Description and history

Bruce's Walk originally began as a maintenance track in 1931. The Railway Department had agreed to supply electricity to the Blue Mountains Shire Council from the power station at Lithgow and a transmission line was put through from Blackheath to Lawson, with a track to provide maintenance access. The line went south from Blackheath, passed a little west of the Grand Canyon, through the bush east of Medlow Bath, across the ridges north of Katoomba, Leura and Wentworth Falls, across the gullies on the fringes of Bullaburra and into Lawson. The authorities then decided to promote the maintenance track as a walking trail, which was duly opened on 21 November 1931. The surveyor who planned the track was A.Bruce, as a result of which the track eventually became known as Bruce's Walk.

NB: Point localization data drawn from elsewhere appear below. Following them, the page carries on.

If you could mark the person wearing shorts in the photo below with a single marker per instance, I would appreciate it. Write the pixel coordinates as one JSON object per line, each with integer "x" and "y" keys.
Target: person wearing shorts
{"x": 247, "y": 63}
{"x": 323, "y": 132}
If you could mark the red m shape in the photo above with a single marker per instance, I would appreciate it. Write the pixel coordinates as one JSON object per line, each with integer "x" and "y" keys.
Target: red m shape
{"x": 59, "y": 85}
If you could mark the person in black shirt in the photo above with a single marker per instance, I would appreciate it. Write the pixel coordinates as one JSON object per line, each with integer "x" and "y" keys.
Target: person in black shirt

A pamphlet was published to publicise the walk, which passed through a variety of scenery, including glens and ridges. However, from World War II onwards, the track was forgotten and neglected. Parts of the track were also blocked off when the council constructed Lake Greaves in 1942 as a local water supply. Much later, however, a local walker named Dick Rushton found a copy of the pamphlet published in 1931 and set out to clear and mark the track. In 1980 he led a party of walkers along the section of track between Bullaburra and Wentworth Falls, and in 1983 he created a written guide to the track.

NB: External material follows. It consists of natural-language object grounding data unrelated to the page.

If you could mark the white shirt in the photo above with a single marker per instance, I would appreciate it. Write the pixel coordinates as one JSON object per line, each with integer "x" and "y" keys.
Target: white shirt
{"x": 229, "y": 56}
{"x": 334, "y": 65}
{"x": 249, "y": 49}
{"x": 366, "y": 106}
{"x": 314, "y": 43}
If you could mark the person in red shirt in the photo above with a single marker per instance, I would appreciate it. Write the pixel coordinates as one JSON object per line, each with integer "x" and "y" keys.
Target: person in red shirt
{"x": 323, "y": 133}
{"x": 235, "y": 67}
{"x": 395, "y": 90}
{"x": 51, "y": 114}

By 1986, Bruce's Walk had come to the attention of two other walkers, Jim Smith and Wilf Hilder, who organised a group of volunteers to clear the track between Bullaburra and Wentworth Falls. In the process, they found many artefacts and features, including signs, shelter caves, seats and picnic tables.  This part of the track was officially opened on 24 May 1986, by Alderman David Lawton. The opening was attended by 118 people, including Dick Rushton, who was by then eighty years old.
(This opening was condemned by the National Parks and Wildlife Service and the Mayor of the Blue Mountains City Council.) Other stretches of the track, from Wentworth Falls to Medlow Bath, were also cleared by the volunteers and opened later in 1986. The track, however, is still patchy and largely without signposts, and is not shown on the topographic map for the area.